The 5th Polish Winefest (March 29) takes place in Dublin’s Fumbally, a few weeks away yet, but early bird tickets (€69, until March 20) are now on sale for An Evening with Beata: Queen of Polish Sparkling Wine (March 28) which sees Beata Janton showcase her Polish sparkling wines with a menu of Irish seafood, including oysters, at Sea Shanty Blackrock, in Dublin.

Click here.

TODAY’S SPECIAL

FoodCloud Cloudy Apple Juice.
FoodCloud Cloudy Apple Juice.

In 2020, the Irish Food Writers Guild gave Falling Fruit Ireland a special community award at our annual food awards, one of the most prestigious such accolades in Ireland, for their work in collecting surplus fruit and vegetables left over on the land after harvest. 

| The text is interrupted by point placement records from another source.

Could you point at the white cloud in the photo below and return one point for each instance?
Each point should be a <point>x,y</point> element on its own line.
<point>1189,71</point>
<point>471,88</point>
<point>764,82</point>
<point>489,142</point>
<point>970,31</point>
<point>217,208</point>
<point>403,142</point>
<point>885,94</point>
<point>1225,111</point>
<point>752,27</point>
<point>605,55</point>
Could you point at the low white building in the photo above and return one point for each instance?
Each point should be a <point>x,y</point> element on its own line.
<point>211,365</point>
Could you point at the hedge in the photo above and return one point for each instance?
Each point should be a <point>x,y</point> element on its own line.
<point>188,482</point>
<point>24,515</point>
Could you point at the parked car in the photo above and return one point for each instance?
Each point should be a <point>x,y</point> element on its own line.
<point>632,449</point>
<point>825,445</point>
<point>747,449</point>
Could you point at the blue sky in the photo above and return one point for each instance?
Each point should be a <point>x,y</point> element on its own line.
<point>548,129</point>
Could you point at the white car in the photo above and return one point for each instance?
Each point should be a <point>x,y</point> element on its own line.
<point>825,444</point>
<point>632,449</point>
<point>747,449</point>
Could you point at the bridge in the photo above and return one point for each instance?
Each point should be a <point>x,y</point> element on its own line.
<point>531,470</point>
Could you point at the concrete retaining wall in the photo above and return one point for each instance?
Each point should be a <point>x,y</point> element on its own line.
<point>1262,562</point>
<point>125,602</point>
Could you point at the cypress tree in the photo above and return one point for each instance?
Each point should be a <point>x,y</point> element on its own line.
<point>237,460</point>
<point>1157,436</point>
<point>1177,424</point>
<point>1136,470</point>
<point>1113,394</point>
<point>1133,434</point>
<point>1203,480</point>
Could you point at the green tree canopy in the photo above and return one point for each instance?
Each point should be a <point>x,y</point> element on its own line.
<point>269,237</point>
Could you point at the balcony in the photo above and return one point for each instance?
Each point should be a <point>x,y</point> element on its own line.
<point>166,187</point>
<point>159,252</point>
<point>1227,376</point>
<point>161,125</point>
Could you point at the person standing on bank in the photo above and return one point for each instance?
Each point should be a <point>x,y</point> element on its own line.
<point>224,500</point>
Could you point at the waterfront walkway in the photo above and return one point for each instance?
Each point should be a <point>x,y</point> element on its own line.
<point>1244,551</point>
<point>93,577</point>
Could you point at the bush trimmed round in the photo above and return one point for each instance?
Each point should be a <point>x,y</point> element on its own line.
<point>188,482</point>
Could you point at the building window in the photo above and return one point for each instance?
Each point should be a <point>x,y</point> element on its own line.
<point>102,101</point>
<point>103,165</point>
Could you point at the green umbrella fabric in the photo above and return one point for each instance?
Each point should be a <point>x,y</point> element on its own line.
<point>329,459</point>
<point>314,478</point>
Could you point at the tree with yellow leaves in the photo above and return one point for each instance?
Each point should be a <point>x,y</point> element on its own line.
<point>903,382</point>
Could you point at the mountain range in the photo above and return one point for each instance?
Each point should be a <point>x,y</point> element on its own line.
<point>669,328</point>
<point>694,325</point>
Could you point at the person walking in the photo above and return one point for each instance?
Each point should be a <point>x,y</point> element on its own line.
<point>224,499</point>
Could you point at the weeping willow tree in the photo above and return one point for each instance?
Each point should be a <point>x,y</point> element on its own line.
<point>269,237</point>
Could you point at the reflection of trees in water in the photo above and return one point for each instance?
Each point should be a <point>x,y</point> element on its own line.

Very naturally, they approached FoodCloud with the literal and metaphorical fruits of their labours but that surplus of fresh produce was too much for even FoodCloud to use in its entirety. 

Instead, FoodCloud created Cloudy Apple Juice, a delicious fresh juice using surplus apples from Falling Fruit. What’s more, the sweet nectar with a refreshing tart undertone bears a hint of the musk of many of the heritage apples contained within, a flavour spectrum that truly revealed itself when I used the juice in an exquisite homemade apple sorbet.